Ohio courts would employ the principle of lex loci contractus and, thus, apply the
laws of Michigan and Indiana in determining which of these out-of-state marriages
was valid. Mazzolini v. Mazzolini, 168 Ohio St. at 358, 155 N.E.2d at 208. Where one spouse has entered into two marriages,
the law in both Indiana and Michigan presumes that his second marriage is valid and
that his prior marriage has terminated. Boulton v. McIntire, 119 Ind. 574, 21 N.E. 445 (1889); Beaudin v. Suarez, 365 Mich. 534, 113 N.W.2d 818 (1962). Nevertheless, this presumption favoring the
later marriage is rebutted by a "high degree of proof" to the contrary. Rainer v. Snider, 174 Ind. App. 615, 369 N.E.2d 666 (1977); In re Adams Estate, 362 Mich. 624, 626, 107 N.W.2d 764, 766 (1961) ("clear and positive proof"). Under
the facts in the present case, the courts in both states would probably find that
this presumption has been rebutted and the first marriage, between Dorothy and Henry,
Courts in Indiana and Michigan appear to require proof that a prior marriage was not
dissolved by death or divorce. Boulton, 119 Ind. 574, 21 N.E. 445; Rainer, 174 Ind. App. 615, 369 N.E.2d 666 (proof that prior marriage was not dissolved by
death or divorce is sufficient to rebut the presumption); Beaudin v. Suarez, 364 Mich. 534, 113 N.W.2d 818 (proof that prior marriage was not dissolved is sufficient
to rebut the presumption); In re Adam's Estate, 362 Mich. 624, 107 N.W.2d 764 (1961); Quinn v. Quinn, 4 Mich. App. 536, 145 N.W.2d 252 (1966) (one uncorroborated sighting of wife's prior
spouse was insufficient to prove that he was alive at time of subsequent marriage
and, thus, such proof failed to rebut the presumption). In the present case, Dorothy
was alive when Henry remarried.
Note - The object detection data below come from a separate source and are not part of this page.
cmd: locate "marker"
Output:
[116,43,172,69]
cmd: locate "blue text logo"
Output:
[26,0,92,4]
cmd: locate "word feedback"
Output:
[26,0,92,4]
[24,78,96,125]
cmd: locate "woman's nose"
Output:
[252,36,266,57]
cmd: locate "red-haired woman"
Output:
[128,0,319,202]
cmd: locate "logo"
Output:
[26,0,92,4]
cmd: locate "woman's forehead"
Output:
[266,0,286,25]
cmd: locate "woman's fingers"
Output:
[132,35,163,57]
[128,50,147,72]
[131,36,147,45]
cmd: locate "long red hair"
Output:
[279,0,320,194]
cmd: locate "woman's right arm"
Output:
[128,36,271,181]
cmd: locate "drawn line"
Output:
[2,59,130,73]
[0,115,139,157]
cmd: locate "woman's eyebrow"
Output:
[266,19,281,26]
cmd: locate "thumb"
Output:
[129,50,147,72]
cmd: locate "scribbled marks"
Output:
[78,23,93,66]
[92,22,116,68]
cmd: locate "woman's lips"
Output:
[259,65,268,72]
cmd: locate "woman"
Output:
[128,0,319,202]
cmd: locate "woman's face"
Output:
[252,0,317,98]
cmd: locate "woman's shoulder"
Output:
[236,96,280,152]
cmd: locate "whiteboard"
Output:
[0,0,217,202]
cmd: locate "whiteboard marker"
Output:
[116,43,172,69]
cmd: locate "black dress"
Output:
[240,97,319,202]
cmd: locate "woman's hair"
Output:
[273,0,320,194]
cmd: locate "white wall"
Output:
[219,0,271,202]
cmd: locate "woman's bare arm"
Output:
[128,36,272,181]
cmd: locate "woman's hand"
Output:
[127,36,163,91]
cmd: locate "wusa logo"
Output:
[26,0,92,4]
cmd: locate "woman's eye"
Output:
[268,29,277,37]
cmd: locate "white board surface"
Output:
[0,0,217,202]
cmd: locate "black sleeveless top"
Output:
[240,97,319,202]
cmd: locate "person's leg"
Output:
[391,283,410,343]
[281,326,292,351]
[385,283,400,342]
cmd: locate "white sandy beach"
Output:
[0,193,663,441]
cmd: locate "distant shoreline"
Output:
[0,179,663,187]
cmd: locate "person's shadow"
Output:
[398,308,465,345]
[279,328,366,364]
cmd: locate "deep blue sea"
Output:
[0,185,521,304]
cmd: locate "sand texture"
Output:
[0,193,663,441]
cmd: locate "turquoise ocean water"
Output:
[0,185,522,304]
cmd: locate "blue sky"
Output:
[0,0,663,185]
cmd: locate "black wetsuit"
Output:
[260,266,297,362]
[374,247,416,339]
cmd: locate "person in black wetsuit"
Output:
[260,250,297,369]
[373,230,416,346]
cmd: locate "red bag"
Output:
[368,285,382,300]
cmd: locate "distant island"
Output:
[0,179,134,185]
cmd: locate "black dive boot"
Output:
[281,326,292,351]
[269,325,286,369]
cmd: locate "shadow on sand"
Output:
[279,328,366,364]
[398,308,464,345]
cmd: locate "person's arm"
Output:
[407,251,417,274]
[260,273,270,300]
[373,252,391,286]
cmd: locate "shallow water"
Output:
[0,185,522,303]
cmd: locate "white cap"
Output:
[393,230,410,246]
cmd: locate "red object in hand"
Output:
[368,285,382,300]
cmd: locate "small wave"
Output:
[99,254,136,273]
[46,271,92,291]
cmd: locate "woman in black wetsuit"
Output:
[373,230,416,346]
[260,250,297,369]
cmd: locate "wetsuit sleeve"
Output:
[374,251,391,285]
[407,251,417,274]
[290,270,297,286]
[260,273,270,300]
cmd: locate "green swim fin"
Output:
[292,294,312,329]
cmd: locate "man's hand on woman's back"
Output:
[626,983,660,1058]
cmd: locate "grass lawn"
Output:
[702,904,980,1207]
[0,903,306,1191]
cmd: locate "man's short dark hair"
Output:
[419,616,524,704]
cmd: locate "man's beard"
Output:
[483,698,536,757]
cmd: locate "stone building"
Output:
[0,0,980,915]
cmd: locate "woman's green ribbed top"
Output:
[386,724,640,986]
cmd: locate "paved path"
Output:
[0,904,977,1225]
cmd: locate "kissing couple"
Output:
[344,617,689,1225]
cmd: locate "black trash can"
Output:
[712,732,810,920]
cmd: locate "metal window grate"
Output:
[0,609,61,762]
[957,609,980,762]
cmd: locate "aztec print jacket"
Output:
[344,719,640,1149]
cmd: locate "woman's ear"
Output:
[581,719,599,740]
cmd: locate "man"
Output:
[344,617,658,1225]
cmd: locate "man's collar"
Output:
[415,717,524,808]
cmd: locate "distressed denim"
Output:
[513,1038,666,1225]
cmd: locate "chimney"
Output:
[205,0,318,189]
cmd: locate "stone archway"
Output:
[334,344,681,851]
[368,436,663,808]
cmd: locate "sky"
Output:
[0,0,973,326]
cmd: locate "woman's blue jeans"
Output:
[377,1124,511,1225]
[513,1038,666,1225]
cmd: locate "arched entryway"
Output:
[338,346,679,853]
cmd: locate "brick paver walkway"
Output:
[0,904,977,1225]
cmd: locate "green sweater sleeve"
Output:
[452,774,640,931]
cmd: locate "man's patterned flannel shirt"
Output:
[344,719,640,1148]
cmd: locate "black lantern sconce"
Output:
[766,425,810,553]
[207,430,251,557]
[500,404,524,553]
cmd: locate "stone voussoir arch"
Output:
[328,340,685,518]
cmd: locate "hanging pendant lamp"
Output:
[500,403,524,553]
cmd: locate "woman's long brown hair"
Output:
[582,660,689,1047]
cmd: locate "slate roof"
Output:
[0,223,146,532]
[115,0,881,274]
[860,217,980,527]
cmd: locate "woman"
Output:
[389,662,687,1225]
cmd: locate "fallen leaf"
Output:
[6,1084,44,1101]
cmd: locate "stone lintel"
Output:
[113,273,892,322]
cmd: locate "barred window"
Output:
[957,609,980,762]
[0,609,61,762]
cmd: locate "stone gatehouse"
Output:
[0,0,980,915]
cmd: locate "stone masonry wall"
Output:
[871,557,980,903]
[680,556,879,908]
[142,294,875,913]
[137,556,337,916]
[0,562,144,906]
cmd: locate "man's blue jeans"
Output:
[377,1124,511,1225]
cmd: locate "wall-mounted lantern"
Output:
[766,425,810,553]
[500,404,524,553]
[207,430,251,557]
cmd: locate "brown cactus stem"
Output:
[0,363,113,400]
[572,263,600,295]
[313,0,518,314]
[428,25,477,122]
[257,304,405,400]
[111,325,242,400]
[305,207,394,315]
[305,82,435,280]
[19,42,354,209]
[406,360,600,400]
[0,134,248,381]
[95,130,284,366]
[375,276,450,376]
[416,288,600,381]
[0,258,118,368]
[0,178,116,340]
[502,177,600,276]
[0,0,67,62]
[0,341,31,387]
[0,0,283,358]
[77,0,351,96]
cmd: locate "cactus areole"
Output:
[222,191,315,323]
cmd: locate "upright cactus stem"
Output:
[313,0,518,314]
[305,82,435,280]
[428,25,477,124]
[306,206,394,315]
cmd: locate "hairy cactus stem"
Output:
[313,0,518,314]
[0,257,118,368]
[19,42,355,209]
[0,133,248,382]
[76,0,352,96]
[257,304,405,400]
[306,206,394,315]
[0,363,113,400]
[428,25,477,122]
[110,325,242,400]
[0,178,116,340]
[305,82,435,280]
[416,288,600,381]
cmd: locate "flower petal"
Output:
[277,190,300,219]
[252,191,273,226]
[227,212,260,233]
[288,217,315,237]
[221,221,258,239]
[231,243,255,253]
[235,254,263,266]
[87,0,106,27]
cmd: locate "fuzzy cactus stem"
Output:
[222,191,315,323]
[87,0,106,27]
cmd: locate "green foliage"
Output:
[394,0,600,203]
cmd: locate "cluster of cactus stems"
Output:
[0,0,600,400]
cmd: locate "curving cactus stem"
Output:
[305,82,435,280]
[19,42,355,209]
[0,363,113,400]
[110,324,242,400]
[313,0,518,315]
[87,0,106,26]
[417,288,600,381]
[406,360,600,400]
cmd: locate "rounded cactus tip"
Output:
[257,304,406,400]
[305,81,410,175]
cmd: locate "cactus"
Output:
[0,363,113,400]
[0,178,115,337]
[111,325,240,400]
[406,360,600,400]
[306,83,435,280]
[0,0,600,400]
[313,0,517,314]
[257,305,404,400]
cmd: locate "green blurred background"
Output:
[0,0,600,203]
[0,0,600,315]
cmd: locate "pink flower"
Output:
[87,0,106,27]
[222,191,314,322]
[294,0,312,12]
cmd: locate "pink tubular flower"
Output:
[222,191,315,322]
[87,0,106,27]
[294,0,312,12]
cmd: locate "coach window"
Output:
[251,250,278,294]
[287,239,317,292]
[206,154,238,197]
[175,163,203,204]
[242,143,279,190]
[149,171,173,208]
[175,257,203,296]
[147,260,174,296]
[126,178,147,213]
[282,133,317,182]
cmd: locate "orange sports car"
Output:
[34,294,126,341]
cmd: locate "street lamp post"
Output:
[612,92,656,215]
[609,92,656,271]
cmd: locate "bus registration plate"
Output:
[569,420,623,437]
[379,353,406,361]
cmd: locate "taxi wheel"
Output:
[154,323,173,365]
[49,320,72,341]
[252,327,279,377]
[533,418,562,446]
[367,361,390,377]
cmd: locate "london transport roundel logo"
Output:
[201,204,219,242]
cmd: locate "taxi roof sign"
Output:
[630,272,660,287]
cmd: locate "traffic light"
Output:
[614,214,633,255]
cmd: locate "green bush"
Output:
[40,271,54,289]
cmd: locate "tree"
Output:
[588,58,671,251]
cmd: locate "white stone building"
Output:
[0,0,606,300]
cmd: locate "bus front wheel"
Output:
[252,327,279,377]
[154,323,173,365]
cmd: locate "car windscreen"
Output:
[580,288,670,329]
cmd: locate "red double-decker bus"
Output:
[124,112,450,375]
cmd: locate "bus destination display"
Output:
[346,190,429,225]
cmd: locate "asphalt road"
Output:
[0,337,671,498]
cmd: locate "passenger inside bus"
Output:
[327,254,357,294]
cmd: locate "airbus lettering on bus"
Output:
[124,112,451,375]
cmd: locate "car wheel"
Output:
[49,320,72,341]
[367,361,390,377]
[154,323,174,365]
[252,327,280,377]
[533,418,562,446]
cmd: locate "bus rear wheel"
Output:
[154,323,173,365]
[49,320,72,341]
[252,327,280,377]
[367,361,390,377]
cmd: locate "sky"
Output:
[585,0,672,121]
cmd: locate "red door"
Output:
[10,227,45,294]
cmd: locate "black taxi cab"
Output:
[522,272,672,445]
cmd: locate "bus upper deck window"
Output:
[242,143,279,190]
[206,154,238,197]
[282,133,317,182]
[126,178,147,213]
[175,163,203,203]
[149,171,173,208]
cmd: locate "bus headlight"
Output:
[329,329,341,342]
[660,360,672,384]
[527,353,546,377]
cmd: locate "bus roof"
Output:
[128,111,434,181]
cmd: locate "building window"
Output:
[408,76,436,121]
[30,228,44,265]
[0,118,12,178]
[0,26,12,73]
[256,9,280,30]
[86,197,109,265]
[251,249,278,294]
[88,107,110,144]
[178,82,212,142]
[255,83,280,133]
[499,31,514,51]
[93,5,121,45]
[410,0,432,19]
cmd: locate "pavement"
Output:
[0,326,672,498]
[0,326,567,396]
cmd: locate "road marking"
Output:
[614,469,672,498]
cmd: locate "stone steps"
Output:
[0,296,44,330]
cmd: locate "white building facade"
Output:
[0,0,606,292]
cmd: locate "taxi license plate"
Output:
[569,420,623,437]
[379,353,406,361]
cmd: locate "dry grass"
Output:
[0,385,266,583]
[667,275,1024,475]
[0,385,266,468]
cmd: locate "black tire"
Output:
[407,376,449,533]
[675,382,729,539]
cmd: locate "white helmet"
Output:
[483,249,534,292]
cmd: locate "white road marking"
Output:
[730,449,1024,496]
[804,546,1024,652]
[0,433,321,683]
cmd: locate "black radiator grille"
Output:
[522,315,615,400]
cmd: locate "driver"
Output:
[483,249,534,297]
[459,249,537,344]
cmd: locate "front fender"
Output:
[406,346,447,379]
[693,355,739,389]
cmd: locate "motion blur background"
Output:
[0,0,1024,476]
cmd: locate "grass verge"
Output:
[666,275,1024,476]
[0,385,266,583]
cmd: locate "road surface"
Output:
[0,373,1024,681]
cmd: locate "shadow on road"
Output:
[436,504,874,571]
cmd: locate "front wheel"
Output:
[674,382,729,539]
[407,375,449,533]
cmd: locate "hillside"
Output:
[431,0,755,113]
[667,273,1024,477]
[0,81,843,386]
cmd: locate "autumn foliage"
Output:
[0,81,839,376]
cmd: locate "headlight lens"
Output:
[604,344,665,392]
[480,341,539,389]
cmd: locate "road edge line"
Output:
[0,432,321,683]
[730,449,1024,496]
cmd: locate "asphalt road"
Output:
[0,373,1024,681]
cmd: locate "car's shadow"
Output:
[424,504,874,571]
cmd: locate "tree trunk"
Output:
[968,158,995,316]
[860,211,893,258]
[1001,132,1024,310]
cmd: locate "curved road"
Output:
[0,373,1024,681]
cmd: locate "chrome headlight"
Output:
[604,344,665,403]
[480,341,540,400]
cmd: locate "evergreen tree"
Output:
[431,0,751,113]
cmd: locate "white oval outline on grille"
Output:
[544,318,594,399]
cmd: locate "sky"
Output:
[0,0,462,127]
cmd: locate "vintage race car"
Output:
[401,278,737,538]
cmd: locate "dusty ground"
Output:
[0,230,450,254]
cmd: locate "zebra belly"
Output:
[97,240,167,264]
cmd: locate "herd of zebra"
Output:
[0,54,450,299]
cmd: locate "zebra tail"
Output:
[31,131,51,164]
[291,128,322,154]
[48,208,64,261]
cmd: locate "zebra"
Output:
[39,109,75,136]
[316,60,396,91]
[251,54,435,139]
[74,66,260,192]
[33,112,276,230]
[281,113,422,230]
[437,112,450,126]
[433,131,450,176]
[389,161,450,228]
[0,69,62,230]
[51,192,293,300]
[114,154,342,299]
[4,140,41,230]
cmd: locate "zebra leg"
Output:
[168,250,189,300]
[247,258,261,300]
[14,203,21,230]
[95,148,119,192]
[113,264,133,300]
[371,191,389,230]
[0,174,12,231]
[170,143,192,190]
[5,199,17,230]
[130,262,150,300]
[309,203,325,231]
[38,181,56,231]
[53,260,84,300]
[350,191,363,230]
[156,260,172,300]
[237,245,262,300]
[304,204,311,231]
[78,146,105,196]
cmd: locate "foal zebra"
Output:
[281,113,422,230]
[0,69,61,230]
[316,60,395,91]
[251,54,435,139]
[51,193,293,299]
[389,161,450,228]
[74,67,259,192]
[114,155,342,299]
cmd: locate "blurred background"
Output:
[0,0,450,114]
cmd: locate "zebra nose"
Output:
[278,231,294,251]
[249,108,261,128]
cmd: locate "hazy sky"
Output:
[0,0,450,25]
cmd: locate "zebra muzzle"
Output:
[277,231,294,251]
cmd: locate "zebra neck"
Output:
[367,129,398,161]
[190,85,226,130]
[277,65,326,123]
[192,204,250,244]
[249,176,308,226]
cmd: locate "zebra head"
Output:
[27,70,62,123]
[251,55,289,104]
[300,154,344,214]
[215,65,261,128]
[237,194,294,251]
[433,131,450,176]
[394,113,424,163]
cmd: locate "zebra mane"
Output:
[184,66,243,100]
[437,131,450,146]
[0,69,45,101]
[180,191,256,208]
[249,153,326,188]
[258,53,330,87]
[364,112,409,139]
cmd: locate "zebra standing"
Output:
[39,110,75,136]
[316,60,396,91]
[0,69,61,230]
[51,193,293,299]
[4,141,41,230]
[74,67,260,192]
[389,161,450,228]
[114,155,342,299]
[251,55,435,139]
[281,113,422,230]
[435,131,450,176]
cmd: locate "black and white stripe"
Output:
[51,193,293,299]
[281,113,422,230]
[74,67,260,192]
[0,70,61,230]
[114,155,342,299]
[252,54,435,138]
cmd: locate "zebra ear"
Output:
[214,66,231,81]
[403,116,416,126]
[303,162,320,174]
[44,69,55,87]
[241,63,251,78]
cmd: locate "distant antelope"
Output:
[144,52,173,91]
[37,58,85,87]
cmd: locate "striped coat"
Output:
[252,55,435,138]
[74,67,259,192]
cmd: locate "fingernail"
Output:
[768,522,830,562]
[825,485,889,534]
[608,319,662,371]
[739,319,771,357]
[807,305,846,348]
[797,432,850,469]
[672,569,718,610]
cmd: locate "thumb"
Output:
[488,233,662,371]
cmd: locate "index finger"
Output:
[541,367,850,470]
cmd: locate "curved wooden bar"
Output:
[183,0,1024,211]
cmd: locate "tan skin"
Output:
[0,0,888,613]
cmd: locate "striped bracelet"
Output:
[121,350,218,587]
Although Henry claims he believed Dorothy was dead
when he remarried, Dorothy's claims that Henry knew she lived in Ohio and that he
once visited her there, are more convincing./ Moreover, a 1947 marriage certificate
and the clear admissions of Dorothy and Henry show that they were married. Both parties
also admit that they, themselves, did not judicially dissolve their marriage/ and
were never notified of marriage dissolution proceedings. In sum, the facts in this
case appear to rebut the presumption of the validity of the second marriage between
Ellen and Henry. Because her marriage is invalid in Ohio, Ellen may not establish
she is Henry's "wife" for the purposes of obtaining wife's benefits. 42 U.S.C. § 416(h)(1)(A).
Furthermore, Ellen may not establish entitlement to wife's benefits under the alternative
definition of "wife." 42 U.S.C. § 416(h)(1)(A). A claimant is considered the "wife"
of the insured worker if she would have the status of wife under the laws of intestacy
in the worker's state of residence, and inherit accordingly. Under the Ohio statute
of descent and distribution, the surviving "spouse" of the deceased inherits a portion
of the intestate estate. Ohio Rev. Code § 2105.06. Once again, Ohio courts would apply
Indiana law, the place of Ellen's marriage, and would conclude that she is not Henry's
"spouse" because their marriage was invalid. Consequently, Ellen would not inherit
as Henry's "surviving spouse" and, therefore, may not obtain wife's benefits because
she lacks the "same status" as a wife under the Ohio laws of intestacy./ 42 U.S.C.